Normalizing User-Generated Text Data
A large fraction of work in NLP work in academia and research groups deals with clean datasets that are much more structured and free of noise. However, when it comes to building real-world NLP applications, one often has to collect data from applications such as chats, user-discussion forums, social-media conversations, etc. Invariably all NLP applications in industrial settings that have to deal with much more noisy and varying data - data with spelling mistakes, typos, acronyms, emojis, embedded metadata, etc.
There is a high level of disparity between the data SOTA language models were trained on & the data these models are expected to work on in practice. This renders most commercial NLP applications working with noisy data unable to take advantage of SOTA advances in the field of language computation.
Handcrafting rules and heuristics to correct this data on a large scale might not be a scalable option for most industrial applications. Most SOTA models in NLP are not designed keeping in mind noise in the data. They often give a substandard performance on noisy data.
In this talk, we share our approach, experience, and learnings from designing a robust system to clean noise in data, without handcrafting the rules, using Machine Translation, and effectively making downstream NLP tasks easier to perform.
This work is motivated by our business use case where we are building a conversational system over WhatsApp to screen candidates for blue-collar jobs. Our candidate user base often comes from tier-2 and tier-3 cities of India. Their responses to our conversational bot are mostly a code mix of Hindi and English coupled with non-canonical text (ex: typos, non-standard syntactic constructions, spelling variations, phonetic substitutions, foreign language words in a non-native script, grammatically incorrect text, colloquialisms, abbreviations, etc).

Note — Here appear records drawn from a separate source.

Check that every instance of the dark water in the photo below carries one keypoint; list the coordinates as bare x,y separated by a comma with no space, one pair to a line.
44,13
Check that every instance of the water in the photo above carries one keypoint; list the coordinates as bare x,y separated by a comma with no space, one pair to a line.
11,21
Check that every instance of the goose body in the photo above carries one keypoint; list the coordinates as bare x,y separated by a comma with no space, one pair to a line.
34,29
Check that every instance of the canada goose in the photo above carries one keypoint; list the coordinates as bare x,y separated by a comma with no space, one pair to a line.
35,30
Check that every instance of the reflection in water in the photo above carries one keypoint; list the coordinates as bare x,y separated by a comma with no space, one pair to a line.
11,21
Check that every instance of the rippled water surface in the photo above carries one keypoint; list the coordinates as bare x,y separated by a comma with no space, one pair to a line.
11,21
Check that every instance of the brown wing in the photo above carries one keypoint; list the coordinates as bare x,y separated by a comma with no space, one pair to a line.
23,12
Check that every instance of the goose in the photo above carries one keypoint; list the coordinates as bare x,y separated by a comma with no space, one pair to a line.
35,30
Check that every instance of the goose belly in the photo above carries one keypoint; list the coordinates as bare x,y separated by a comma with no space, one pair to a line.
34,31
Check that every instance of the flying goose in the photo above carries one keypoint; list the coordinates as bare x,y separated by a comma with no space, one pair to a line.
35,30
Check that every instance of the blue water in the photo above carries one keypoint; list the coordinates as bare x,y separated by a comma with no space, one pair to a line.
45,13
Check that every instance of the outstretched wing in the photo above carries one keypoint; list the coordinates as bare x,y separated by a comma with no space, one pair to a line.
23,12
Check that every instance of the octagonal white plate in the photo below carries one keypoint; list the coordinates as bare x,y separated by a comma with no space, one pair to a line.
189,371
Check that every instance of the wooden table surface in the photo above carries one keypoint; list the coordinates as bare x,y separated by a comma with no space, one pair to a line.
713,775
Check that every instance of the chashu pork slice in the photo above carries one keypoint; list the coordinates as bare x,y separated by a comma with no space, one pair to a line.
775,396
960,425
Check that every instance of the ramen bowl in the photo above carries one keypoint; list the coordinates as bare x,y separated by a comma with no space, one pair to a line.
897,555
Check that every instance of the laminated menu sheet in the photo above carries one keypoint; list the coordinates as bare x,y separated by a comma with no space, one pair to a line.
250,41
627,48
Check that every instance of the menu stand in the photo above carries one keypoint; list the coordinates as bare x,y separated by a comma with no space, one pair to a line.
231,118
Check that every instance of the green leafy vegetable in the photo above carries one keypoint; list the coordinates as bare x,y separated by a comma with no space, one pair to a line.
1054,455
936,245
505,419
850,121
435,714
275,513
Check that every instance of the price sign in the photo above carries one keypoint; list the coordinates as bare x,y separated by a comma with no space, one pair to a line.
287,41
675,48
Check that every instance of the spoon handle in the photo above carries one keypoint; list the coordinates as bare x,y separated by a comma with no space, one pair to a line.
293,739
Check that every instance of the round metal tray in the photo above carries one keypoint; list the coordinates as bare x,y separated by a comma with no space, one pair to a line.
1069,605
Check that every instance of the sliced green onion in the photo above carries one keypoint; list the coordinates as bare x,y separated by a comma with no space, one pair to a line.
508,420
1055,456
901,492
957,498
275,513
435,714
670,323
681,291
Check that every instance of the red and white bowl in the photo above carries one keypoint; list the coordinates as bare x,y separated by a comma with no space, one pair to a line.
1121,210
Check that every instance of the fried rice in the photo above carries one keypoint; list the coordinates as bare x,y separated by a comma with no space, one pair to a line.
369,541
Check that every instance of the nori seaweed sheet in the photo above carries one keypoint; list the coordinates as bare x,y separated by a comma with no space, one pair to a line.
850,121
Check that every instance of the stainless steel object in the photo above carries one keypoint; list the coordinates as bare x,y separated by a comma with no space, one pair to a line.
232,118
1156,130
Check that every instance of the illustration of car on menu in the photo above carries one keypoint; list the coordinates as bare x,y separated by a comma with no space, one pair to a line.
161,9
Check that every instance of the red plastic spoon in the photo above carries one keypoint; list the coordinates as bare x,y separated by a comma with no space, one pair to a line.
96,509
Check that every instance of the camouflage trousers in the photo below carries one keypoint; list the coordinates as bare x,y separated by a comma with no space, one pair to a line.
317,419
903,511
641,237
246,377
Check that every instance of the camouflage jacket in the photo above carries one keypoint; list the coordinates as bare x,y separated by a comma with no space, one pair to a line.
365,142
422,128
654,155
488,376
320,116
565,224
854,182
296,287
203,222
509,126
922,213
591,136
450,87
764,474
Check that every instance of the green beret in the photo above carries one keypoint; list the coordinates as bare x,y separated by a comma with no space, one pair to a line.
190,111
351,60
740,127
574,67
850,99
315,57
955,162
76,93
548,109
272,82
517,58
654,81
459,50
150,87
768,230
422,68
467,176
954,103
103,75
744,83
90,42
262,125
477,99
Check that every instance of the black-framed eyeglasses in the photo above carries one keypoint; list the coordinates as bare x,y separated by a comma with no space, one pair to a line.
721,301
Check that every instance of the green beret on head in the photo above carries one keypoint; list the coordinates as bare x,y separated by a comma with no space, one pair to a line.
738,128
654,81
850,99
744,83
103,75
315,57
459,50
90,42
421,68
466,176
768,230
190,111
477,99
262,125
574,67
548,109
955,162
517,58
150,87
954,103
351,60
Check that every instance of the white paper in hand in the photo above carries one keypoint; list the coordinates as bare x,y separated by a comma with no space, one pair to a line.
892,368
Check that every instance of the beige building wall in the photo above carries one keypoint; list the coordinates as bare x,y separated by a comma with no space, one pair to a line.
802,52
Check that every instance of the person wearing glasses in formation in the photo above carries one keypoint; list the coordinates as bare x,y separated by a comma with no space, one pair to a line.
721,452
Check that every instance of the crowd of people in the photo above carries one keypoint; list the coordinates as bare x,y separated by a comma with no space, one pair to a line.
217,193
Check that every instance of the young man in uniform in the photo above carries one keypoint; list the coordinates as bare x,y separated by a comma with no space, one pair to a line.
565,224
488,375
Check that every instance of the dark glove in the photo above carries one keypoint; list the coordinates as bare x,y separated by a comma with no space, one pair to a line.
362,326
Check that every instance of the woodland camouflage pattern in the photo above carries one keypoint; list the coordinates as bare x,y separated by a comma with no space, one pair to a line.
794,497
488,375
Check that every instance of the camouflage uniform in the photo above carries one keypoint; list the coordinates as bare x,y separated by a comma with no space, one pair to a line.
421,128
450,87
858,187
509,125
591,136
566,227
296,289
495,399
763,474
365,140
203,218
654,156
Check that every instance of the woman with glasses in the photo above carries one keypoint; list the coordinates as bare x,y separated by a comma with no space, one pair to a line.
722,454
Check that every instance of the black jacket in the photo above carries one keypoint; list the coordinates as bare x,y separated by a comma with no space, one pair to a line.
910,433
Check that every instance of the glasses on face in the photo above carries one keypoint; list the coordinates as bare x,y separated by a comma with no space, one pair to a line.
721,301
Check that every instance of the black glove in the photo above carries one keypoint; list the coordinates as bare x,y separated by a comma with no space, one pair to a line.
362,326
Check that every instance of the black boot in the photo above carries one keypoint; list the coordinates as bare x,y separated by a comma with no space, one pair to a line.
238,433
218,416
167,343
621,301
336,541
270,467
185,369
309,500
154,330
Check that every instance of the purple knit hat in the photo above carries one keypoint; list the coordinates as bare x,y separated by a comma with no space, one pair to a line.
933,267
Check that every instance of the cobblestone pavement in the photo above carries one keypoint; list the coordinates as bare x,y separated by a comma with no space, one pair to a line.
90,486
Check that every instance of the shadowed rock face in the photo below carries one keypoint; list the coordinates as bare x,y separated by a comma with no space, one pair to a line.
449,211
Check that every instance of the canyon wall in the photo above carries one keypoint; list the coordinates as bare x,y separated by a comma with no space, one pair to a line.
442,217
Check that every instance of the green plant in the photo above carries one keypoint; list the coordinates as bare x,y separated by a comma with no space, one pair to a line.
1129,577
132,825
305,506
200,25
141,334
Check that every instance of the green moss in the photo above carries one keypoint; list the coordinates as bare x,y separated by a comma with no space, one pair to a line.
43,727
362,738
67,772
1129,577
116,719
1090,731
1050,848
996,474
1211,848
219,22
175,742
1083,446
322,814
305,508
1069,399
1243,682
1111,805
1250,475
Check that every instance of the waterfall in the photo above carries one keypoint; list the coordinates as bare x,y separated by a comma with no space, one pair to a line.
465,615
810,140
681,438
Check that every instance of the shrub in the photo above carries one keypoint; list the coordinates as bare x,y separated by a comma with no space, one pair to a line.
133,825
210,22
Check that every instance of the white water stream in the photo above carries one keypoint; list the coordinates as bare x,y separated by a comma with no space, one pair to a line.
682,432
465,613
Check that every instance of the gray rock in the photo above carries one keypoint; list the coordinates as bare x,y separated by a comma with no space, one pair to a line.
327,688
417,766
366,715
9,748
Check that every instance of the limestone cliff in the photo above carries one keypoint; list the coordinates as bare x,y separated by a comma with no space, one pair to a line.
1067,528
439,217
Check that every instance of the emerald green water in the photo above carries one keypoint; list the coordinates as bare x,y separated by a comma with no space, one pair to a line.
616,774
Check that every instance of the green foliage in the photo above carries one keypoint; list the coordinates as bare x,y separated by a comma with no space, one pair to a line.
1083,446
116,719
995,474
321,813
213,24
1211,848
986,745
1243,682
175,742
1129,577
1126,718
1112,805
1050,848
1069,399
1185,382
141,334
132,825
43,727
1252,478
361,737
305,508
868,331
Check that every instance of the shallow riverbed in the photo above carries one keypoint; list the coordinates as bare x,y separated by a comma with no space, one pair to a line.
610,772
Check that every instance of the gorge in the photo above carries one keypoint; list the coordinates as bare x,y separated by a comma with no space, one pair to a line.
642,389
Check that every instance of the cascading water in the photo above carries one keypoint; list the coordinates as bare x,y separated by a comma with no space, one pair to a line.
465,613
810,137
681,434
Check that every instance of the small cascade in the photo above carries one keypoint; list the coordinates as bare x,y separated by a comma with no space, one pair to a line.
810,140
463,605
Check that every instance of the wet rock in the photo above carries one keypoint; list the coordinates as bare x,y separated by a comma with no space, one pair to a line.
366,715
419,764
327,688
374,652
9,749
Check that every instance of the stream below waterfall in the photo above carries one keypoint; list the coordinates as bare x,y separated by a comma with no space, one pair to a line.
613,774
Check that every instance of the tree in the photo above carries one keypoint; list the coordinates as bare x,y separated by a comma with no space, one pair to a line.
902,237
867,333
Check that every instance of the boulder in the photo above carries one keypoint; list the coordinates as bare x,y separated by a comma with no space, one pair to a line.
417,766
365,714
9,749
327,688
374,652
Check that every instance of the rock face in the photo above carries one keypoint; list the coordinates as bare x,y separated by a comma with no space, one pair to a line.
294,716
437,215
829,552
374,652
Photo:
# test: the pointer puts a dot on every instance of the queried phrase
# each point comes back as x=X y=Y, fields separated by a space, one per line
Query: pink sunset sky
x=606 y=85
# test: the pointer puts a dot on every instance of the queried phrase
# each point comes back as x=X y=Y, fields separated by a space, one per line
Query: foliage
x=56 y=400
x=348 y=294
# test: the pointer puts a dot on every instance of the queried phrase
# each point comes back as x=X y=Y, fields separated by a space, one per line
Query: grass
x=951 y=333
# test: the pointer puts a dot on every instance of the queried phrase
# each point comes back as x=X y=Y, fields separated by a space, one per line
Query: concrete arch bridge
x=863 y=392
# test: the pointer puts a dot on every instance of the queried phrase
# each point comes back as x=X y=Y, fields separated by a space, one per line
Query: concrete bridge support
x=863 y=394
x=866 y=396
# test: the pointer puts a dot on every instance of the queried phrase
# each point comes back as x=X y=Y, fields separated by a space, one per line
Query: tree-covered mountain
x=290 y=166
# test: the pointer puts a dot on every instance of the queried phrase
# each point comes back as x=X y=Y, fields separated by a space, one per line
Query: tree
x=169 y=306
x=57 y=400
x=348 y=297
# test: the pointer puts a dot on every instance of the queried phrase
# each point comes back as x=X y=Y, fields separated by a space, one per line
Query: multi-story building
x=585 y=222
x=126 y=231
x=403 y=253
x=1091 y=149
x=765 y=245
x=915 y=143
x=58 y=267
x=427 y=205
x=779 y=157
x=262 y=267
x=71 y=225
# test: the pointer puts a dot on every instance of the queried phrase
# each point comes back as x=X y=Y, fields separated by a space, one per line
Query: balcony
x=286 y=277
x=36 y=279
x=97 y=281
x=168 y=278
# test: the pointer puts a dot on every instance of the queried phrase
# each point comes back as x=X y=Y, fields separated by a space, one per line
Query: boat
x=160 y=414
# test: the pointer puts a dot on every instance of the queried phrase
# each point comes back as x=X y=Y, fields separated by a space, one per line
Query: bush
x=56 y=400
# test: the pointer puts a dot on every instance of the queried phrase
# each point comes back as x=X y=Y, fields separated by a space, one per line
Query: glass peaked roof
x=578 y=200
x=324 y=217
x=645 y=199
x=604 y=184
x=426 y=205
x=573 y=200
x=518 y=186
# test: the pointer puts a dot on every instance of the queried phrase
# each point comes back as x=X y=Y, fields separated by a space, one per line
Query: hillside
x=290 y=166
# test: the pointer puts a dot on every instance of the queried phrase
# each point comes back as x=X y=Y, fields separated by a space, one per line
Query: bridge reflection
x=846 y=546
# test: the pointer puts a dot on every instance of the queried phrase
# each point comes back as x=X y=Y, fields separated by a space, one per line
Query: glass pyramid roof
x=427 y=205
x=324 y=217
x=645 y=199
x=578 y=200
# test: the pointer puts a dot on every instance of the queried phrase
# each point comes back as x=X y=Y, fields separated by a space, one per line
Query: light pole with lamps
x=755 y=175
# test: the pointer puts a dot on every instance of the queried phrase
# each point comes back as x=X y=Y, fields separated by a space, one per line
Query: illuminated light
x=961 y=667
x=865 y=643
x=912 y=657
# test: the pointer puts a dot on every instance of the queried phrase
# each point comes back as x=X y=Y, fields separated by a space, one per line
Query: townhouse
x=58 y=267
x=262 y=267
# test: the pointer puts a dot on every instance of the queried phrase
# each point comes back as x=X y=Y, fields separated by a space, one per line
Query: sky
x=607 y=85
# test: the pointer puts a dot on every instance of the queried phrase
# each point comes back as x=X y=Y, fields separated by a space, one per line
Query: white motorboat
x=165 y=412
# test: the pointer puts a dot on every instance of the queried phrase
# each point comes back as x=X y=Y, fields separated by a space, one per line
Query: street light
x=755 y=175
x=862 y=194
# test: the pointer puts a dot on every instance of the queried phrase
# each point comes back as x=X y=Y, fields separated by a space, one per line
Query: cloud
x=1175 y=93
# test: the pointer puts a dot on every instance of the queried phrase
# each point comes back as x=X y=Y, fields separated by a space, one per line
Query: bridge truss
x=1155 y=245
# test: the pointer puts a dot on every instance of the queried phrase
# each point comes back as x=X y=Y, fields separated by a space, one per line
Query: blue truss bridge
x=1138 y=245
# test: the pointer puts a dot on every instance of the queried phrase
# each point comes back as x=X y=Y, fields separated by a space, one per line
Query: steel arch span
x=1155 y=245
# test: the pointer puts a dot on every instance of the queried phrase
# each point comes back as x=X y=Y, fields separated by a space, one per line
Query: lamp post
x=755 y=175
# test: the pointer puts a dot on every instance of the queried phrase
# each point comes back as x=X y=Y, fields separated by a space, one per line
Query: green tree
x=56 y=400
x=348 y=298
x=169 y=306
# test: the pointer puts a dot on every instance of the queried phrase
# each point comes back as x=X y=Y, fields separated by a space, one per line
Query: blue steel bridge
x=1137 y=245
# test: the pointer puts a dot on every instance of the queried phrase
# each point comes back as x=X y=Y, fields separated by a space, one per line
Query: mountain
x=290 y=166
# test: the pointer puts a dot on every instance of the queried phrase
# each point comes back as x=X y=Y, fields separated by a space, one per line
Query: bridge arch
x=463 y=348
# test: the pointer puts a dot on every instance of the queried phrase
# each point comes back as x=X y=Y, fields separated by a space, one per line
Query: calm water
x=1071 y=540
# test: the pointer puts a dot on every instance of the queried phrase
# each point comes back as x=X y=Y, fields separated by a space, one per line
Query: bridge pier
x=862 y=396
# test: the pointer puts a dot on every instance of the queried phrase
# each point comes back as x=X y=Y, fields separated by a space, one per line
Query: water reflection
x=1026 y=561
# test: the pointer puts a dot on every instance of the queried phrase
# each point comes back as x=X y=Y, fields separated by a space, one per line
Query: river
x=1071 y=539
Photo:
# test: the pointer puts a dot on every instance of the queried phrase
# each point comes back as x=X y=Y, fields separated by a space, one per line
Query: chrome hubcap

The raw text our system gets is far from clean well-formatted text and text normalization becomes a necessity to process it any further.
This talk is meant for computational language researchers/NLP practitioners, ML engineers, data scientists, senior leaders of AI/ML/DS groups & linguists working with non-canonical resource-rich, resource-constrained i.e. vernacular & code-mixed languages.
Outline/Structure of the Talk
- Introduction (1~2 mins)
- Charateristics of User-generated content (4 mins)
- Impact of noisy data on downstream NLP tasks (2 mins)
- Techniques to deal with Noisy data (3 mins)
- Concrete case study of applying these techniques to our work (5 mins)
- Key Takeaways (1 mins)
- Questions from audience (as time permits)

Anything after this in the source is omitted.